You have a responsibility to inform them of your wishes in advance of illness or catastrophe. You have got to talk about the messy stuff, so when it comes, it doesn’t feel as scary. When you talk about the messy stuff before it gets messy, you help prepare a clearer path for emotions and feelings that need to be felt during any loss or transition the space they need to do what they need to do without the confusion and worry and wonder mixed in with the logistics or details.
Within weeks of my dad’s passing, I began a conversation with my sons. I vowed to have this conversation annually to help avoid awkwardness in the future. My intent is that by continuing to engage in open and ongoing dialogue, I hope to release them from the burden of having to ask me someday if my affairs are in order.
This conversation doesn’t need to be heavy or gloomy. Perhaps consider having it on your half birthday once a year. By setting aside an hour a year to talk about the harder stuff, you are creating a safe and secure space for your future self, and your family, to be free of the weight of unanswered questions.
Four Most Critical Documents
(Make sure these are updated at least every five years.)
Advanced Directive
Outlines instructions or life sustaining measures that you do or do not personally want.
Power of Attorney
Allows an appointed person to act on your behalf.
HIPAA Authorization Form
Allows medical personal to share specific health information about you with others.
Durable Power of Attorney
Allows an appointed person the ability to make decisions on your behalf in case of a medical emergency, cognitive decline later in life, or other situations where you're no longer capable of making decisions.
Leave a Roadmap
Make sure someone has a key to your house and knows how to get in.
If you have a home security code, does someone know it?
Let someone know where you keep the title to your car, mortgage information, birth certificates, insurance policies, and any important documents, legal or otherwise.

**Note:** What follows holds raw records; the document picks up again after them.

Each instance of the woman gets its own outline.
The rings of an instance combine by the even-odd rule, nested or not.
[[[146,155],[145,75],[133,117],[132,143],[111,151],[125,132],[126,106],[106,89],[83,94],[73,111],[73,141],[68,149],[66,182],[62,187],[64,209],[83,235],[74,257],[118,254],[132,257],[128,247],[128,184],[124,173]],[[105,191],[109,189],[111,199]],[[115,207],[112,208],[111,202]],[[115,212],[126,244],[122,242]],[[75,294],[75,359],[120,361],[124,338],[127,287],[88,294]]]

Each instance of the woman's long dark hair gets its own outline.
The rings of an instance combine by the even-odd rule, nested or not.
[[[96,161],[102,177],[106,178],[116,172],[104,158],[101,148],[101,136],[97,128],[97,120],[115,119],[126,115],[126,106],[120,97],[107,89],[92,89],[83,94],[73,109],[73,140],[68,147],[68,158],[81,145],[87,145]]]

Passwords to your online accounts. Where are they? Does someone know how to log in to your computer? Do you have any accounts set up with auto pay?
Do you have a life insurance policy? Be sure someone knows the policy information. Are your beneficiaries up to date and accurate?

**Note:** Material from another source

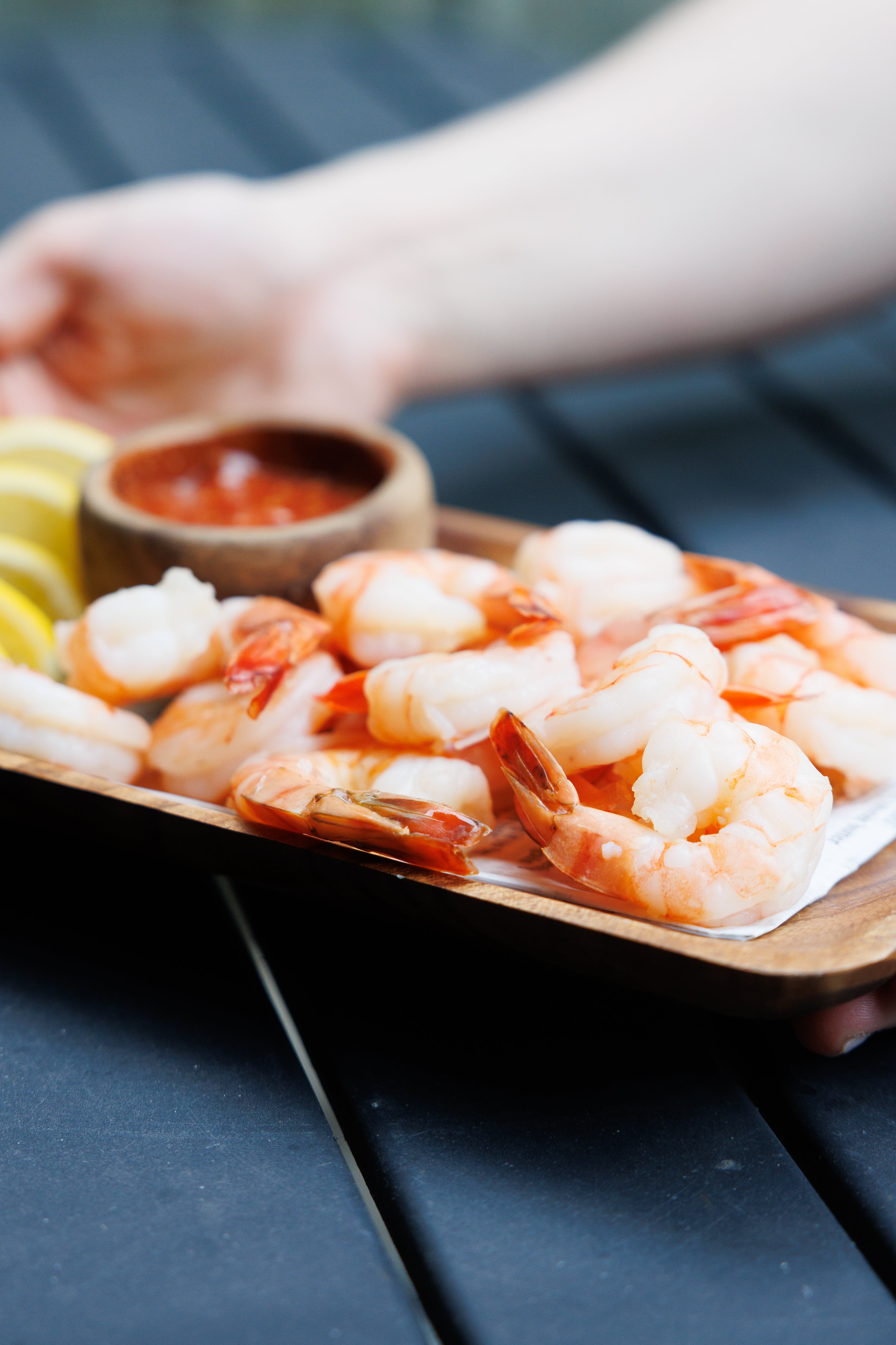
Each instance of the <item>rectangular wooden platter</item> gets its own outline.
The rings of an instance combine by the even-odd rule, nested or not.
[[[529,525],[443,508],[439,542],[508,564]],[[850,611],[896,631],[896,604],[841,597]],[[90,849],[111,838],[133,862],[153,854],[275,888],[312,889],[349,904],[382,902],[412,919],[450,921],[551,962],[743,1017],[778,1018],[837,1003],[896,974],[896,843],[829,896],[746,943],[707,939],[627,916],[488,882],[427,873],[345,846],[254,827],[226,810],[113,784],[0,752],[5,835],[16,816],[47,822],[48,838],[77,838],[73,890],[89,900]],[[7,842],[11,843],[9,841]],[[56,843],[51,841],[50,843]],[[122,874],[122,901],[126,900]],[[7,888],[11,900],[20,900]]]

Transfer on death (TOD) account automatically transfers its assets to a named beneficiary when the holder dies. No waiting for a will to be read; no waiting for a probate process. It’s a very simple step done right through your bank. There are no hoops to jump through. This will help keep the house payment current and the lights on.
When your child turns 18, you no longer have authority over your child’s medical and financial affairs. At a minimum you should have a POA and an Advanced Directive for them.
Create a will.
Discuss any legacy wishes.
Consider making a list or binder or a shareable document of important contacts.

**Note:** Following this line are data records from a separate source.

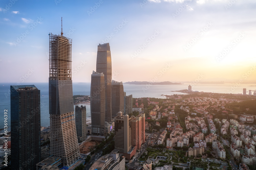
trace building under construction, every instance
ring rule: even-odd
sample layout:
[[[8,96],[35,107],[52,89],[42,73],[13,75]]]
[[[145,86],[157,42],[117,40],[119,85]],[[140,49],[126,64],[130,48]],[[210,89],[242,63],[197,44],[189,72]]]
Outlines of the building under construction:
[[[61,35],[49,34],[51,154],[69,167],[78,160],[80,153],[73,102],[72,40],[62,34],[62,30]]]

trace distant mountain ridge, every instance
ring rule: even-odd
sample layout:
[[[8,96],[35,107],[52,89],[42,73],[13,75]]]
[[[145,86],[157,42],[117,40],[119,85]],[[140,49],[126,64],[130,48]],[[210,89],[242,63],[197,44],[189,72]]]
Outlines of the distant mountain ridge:
[[[163,81],[159,82],[151,82],[149,81],[128,81],[124,84],[150,84],[153,85],[169,85],[170,84],[181,84],[181,83],[173,83],[170,81]]]

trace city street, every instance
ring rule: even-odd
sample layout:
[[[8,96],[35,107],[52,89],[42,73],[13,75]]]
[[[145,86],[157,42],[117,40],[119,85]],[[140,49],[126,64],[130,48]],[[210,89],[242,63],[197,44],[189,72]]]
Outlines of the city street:
[[[108,145],[110,143],[110,142],[111,141],[113,141],[115,139],[115,137],[114,137],[112,140],[110,141],[109,142],[107,143],[106,143],[105,145],[103,148],[105,148],[105,147],[107,147]],[[98,155],[97,155],[97,154],[99,153]],[[99,157],[100,157],[101,156],[102,156],[102,150],[100,150],[98,152],[95,153],[95,154],[93,156],[92,155],[91,155],[91,160],[90,160],[86,164],[84,165],[85,167],[84,168],[83,170],[87,170],[89,169],[90,167],[91,167],[91,166],[93,164],[95,161],[97,160]],[[96,159],[96,160],[95,159]],[[90,163],[91,162],[92,163],[91,164]]]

(By no means is this a thorough or complete list. This a let’s-get-you-organized-and-get-you-thinking about having your own conversations and developing your own personal roadmap for you and your family.)
I just sent my sons a calendar invite for January 29th, 2022. That’s my half birthday. Maybe we’ll hike while we chat, or perhaps we’ll share a meal and sip some wine. All I do know is we will continue having these conversations while we can. When we know better, we do better. When hard lessons come our way, we can use them as fuel and motivation for change.
Wishing you a smooth road paved with longevity, peace, and many, many meaningful conversations.